お疲れの頭と体をほっこりと休ませてくれるロイヤルミルクティーを淹れましょう。
今日は丸みのある甘さのアッサムCTCを使おう。
粒々のCTCは封を開けると辺りを包み込むような香りが広がります。よくアッサムはモルティ―フレーバーと表現されるけど、私にとってはぽってりとしていて一瞬では消えない黒砂糖のような、大地の香りのような印象なのです。
濃厚なミルクたっぷりのロイヤルミルクティー
【手順】
①小鍋に200ml弱のお湯を沸かす
②茶葉を耐熱容器に入れ、熱湯をかけて開かせる
③先ほどの小鍋のお湯に、次は400ml程度の牛乳を足して沸かす
④ここで砂糖を入れるのがポイント!牛乳の膜ができにくくなります
⑤鍋の牛乳とお湯がふつふつと泡立ってきたら、火を止めて茶葉を入れ、ふたをして5分ほど蒸らす
⑥茶こしで茶葉を漉しながらポットに移し替える
⑦完成
茶葉を直接鍋に入れてしまうと、牛乳に含まれる「カゼイン」が茶葉の表面に膜を張り、抽出しにくくなってしまいます。
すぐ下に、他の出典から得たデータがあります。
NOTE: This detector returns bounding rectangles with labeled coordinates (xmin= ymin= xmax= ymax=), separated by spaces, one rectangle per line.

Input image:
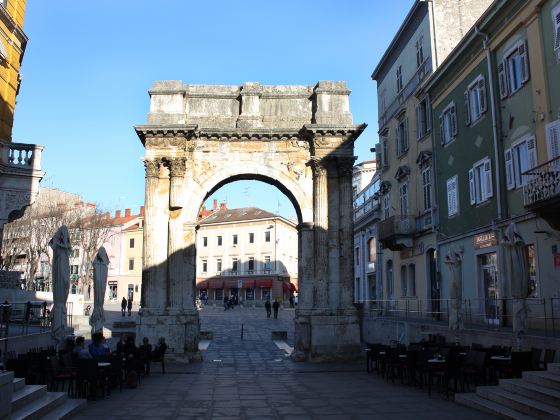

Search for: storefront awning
xmin=208 ymin=279 xmax=224 ymax=289
xmin=255 ymin=279 xmax=272 ymax=288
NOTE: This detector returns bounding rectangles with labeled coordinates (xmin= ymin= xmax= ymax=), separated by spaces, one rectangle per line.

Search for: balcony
xmin=523 ymin=156 xmax=560 ymax=230
xmin=379 ymin=214 xmax=416 ymax=251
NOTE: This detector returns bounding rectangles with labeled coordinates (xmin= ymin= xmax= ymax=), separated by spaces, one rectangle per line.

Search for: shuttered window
xmin=439 ymin=102 xmax=457 ymax=145
xmin=447 ymin=175 xmax=459 ymax=216
xmin=464 ymin=75 xmax=486 ymax=125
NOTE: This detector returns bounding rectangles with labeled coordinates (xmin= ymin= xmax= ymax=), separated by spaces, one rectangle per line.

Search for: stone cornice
xmin=0 ymin=6 xmax=29 ymax=46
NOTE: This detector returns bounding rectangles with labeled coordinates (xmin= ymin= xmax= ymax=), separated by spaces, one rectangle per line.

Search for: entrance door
xmin=428 ymin=249 xmax=441 ymax=319
xmin=480 ymin=252 xmax=499 ymax=325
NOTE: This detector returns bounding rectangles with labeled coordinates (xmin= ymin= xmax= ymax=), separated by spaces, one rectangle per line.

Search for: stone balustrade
xmin=0 ymin=142 xmax=43 ymax=170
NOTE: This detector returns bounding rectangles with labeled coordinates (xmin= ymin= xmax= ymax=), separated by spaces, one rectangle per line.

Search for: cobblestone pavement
xmin=78 ymin=308 xmax=489 ymax=420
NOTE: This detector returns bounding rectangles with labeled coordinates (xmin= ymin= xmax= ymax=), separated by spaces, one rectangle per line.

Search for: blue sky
xmin=13 ymin=0 xmax=413 ymax=220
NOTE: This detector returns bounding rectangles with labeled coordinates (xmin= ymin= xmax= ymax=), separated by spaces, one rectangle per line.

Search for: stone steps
xmin=9 ymin=378 xmax=87 ymax=420
xmin=455 ymin=364 xmax=560 ymax=419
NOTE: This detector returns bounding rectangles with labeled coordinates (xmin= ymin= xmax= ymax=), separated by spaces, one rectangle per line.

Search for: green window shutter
xmin=504 ymin=149 xmax=515 ymax=190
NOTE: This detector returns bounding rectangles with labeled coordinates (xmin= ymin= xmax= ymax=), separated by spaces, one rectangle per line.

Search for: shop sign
xmin=474 ymin=232 xmax=497 ymax=249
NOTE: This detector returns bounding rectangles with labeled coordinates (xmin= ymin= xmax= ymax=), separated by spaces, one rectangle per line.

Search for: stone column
xmin=338 ymin=157 xmax=354 ymax=310
xmin=311 ymin=159 xmax=329 ymax=310
xmin=168 ymin=158 xmax=186 ymax=210
xmin=141 ymin=159 xmax=160 ymax=310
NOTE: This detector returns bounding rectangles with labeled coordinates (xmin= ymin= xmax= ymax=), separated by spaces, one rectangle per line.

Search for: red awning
xmin=243 ymin=280 xmax=255 ymax=289
xmin=208 ymin=279 xmax=224 ymax=289
xmin=196 ymin=280 xmax=208 ymax=289
xmin=255 ymin=279 xmax=272 ymax=288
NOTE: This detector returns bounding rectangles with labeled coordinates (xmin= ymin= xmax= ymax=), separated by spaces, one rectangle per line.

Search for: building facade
xmin=196 ymin=207 xmax=298 ymax=305
xmin=372 ymin=0 xmax=490 ymax=309
xmin=0 ymin=0 xmax=44 ymax=246
xmin=426 ymin=0 xmax=560 ymax=324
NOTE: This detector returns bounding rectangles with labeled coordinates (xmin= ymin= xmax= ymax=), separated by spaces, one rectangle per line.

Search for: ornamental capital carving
xmin=167 ymin=158 xmax=187 ymax=178
xmin=144 ymin=159 xmax=161 ymax=178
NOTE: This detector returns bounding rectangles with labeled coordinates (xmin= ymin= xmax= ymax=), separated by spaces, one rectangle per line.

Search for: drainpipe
xmin=474 ymin=26 xmax=503 ymax=220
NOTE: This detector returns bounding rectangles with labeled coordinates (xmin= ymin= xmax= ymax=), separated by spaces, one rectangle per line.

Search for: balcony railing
xmin=523 ymin=156 xmax=560 ymax=207
xmin=0 ymin=141 xmax=43 ymax=170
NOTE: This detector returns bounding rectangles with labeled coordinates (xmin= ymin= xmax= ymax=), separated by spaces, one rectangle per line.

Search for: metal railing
xmin=366 ymin=298 xmax=560 ymax=337
xmin=523 ymin=156 xmax=560 ymax=207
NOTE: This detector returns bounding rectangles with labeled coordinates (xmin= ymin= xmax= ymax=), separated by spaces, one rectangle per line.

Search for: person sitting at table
xmin=88 ymin=332 xmax=109 ymax=359
xmin=72 ymin=336 xmax=91 ymax=359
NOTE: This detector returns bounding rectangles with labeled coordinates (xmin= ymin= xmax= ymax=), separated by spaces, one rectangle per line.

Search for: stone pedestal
xmin=0 ymin=372 xmax=14 ymax=419
xmin=136 ymin=309 xmax=201 ymax=360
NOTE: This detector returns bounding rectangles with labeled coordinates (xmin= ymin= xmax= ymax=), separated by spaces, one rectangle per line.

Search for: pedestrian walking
xmin=272 ymin=299 xmax=280 ymax=319
xmin=121 ymin=297 xmax=126 ymax=316
xmin=264 ymin=299 xmax=271 ymax=318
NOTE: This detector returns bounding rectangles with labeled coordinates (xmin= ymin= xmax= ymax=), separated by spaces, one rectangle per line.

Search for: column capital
xmin=165 ymin=158 xmax=187 ymax=178
xmin=144 ymin=158 xmax=161 ymax=178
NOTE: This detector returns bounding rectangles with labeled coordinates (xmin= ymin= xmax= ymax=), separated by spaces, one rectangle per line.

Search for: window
xmin=383 ymin=194 xmax=391 ymax=220
xmin=368 ymin=238 xmax=377 ymax=262
xmin=465 ymin=75 xmax=486 ymax=125
xmin=546 ymin=121 xmax=560 ymax=160
xmin=422 ymin=168 xmax=432 ymax=211
xmin=504 ymin=136 xmax=537 ymax=190
xmin=439 ymin=102 xmax=457 ymax=145
xmin=469 ymin=158 xmax=493 ymax=205
xmin=399 ymin=182 xmax=408 ymax=217
xmin=447 ymin=175 xmax=459 ymax=217
xmin=396 ymin=115 xmax=408 ymax=156
xmin=401 ymin=265 xmax=408 ymax=296
xmin=525 ymin=244 xmax=539 ymax=298
xmin=416 ymin=97 xmax=432 ymax=140
xmin=552 ymin=5 xmax=560 ymax=60
xmin=416 ymin=35 xmax=424 ymax=68
xmin=408 ymin=264 xmax=416 ymax=296
xmin=498 ymin=40 xmax=529 ymax=99
xmin=397 ymin=66 xmax=402 ymax=92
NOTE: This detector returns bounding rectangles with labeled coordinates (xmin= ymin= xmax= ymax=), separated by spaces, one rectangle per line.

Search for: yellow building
xmin=0 ymin=0 xmax=27 ymax=141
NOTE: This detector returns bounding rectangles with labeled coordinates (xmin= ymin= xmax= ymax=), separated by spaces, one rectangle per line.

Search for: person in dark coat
xmin=121 ymin=297 xmax=126 ymax=316
xmin=264 ymin=299 xmax=271 ymax=318
xmin=272 ymin=299 xmax=280 ymax=319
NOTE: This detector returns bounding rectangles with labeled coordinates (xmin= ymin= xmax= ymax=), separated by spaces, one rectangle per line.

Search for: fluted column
xmin=311 ymin=159 xmax=329 ymax=309
xmin=338 ymin=157 xmax=356 ymax=309
xmin=141 ymin=159 xmax=160 ymax=309
xmin=168 ymin=158 xmax=186 ymax=209
xmin=297 ymin=223 xmax=315 ymax=312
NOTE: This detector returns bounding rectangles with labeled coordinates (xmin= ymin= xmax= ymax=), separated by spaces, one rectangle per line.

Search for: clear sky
xmin=13 ymin=0 xmax=413 ymax=217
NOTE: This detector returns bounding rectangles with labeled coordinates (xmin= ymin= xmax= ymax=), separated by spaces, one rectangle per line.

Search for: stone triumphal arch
xmin=135 ymin=80 xmax=365 ymax=360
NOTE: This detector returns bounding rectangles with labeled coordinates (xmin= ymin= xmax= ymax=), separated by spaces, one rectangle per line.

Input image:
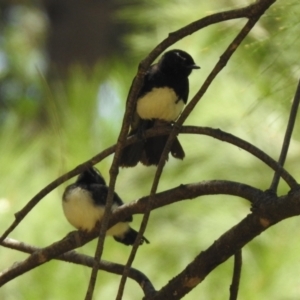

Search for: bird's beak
xmin=189 ymin=65 xmax=201 ymax=70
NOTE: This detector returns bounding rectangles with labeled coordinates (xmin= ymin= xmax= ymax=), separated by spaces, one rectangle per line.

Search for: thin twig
xmin=0 ymin=238 xmax=155 ymax=295
xmin=270 ymin=80 xmax=300 ymax=193
xmin=0 ymin=119 xmax=298 ymax=243
xmin=229 ymin=249 xmax=243 ymax=300
xmin=0 ymin=181 xmax=264 ymax=286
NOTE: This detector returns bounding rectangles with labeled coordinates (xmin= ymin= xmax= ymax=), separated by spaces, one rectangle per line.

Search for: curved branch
xmin=1 ymin=238 xmax=155 ymax=295
xmin=0 ymin=181 xmax=300 ymax=299
xmin=0 ymin=126 xmax=298 ymax=243
xmin=0 ymin=122 xmax=298 ymax=243
xmin=144 ymin=190 xmax=300 ymax=300
xmin=0 ymin=181 xmax=264 ymax=286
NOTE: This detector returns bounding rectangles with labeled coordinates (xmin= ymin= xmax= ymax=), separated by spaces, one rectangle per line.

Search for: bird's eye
xmin=175 ymin=52 xmax=186 ymax=60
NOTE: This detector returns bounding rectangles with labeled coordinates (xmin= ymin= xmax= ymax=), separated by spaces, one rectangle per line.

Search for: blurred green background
xmin=0 ymin=0 xmax=300 ymax=300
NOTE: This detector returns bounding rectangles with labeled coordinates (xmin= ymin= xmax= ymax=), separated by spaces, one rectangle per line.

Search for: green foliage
xmin=0 ymin=0 xmax=300 ymax=300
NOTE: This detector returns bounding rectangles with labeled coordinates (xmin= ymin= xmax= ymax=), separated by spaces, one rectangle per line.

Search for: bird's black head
xmin=76 ymin=167 xmax=106 ymax=185
xmin=158 ymin=49 xmax=200 ymax=77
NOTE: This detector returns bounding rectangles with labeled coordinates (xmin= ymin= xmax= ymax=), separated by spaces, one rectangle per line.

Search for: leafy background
xmin=0 ymin=0 xmax=300 ymax=300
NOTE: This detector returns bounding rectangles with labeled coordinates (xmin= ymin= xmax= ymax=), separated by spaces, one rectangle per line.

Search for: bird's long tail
xmin=114 ymin=227 xmax=150 ymax=246
xmin=141 ymin=135 xmax=185 ymax=166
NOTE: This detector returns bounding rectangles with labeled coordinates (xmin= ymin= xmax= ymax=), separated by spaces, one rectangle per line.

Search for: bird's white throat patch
xmin=62 ymin=187 xmax=129 ymax=236
xmin=137 ymin=87 xmax=184 ymax=121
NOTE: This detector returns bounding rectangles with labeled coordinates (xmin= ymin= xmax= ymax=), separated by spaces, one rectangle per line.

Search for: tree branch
xmin=1 ymin=238 xmax=155 ymax=295
xmin=229 ymin=249 xmax=242 ymax=300
xmin=144 ymin=190 xmax=300 ymax=300
xmin=270 ymin=80 xmax=300 ymax=193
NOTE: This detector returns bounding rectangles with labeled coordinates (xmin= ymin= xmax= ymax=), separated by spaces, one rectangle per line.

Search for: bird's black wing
xmin=86 ymin=184 xmax=132 ymax=222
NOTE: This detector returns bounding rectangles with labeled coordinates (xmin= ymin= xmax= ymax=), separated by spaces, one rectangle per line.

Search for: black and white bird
xmin=120 ymin=49 xmax=200 ymax=167
xmin=62 ymin=167 xmax=149 ymax=245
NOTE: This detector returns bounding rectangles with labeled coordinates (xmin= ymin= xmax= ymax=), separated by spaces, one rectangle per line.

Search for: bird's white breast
xmin=62 ymin=187 xmax=129 ymax=236
xmin=137 ymin=87 xmax=184 ymax=121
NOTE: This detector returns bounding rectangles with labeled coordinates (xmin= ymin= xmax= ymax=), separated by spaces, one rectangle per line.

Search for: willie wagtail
xmin=120 ymin=49 xmax=200 ymax=167
xmin=62 ymin=167 xmax=149 ymax=245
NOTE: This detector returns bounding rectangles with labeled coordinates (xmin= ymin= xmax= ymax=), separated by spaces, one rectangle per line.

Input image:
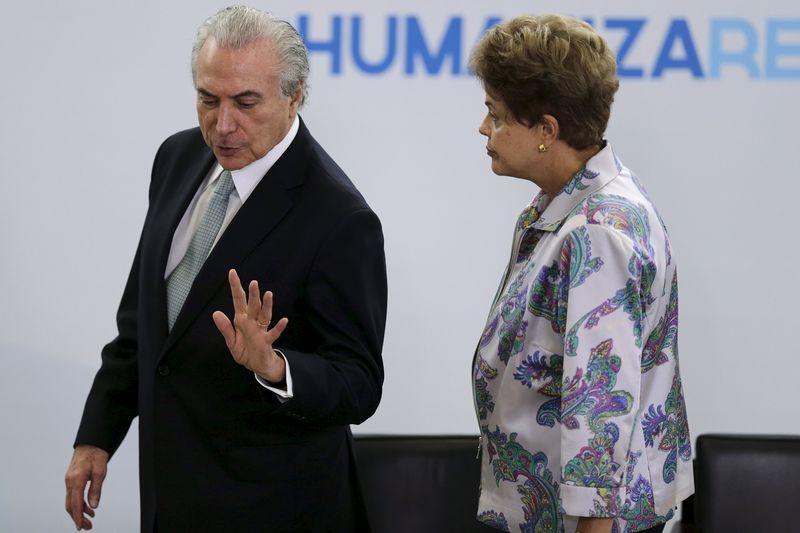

また脂肪分も茶葉に絡むため、こちらも開きにくくする原因です。
そのため、先に茶葉をお湯に浸し、開かせるひと手間が必要です。
ブルー系が好きなムスメに
ロイヤルアルバート(Royal Albert) Enchantment
私は
ロイヤルアルバート(Royal Albert) Sweet Violet
にしてみました
ロイヤルミルクティーを飲み終えて
『カップもかわいい❕お母さんさすが』
気分だけでも盛り上がっていきたいから、楽しんだもの勝ち。
ムスメも私の操縦方法をしっかりと分かっている。お互いに笑顔が生まれる方法で接したい。
この笑顔を見られるだけで十分。
最近、特別なことをしなくても笑顔で美味しいと言える時間を少しでも多く共有したいと思うのです。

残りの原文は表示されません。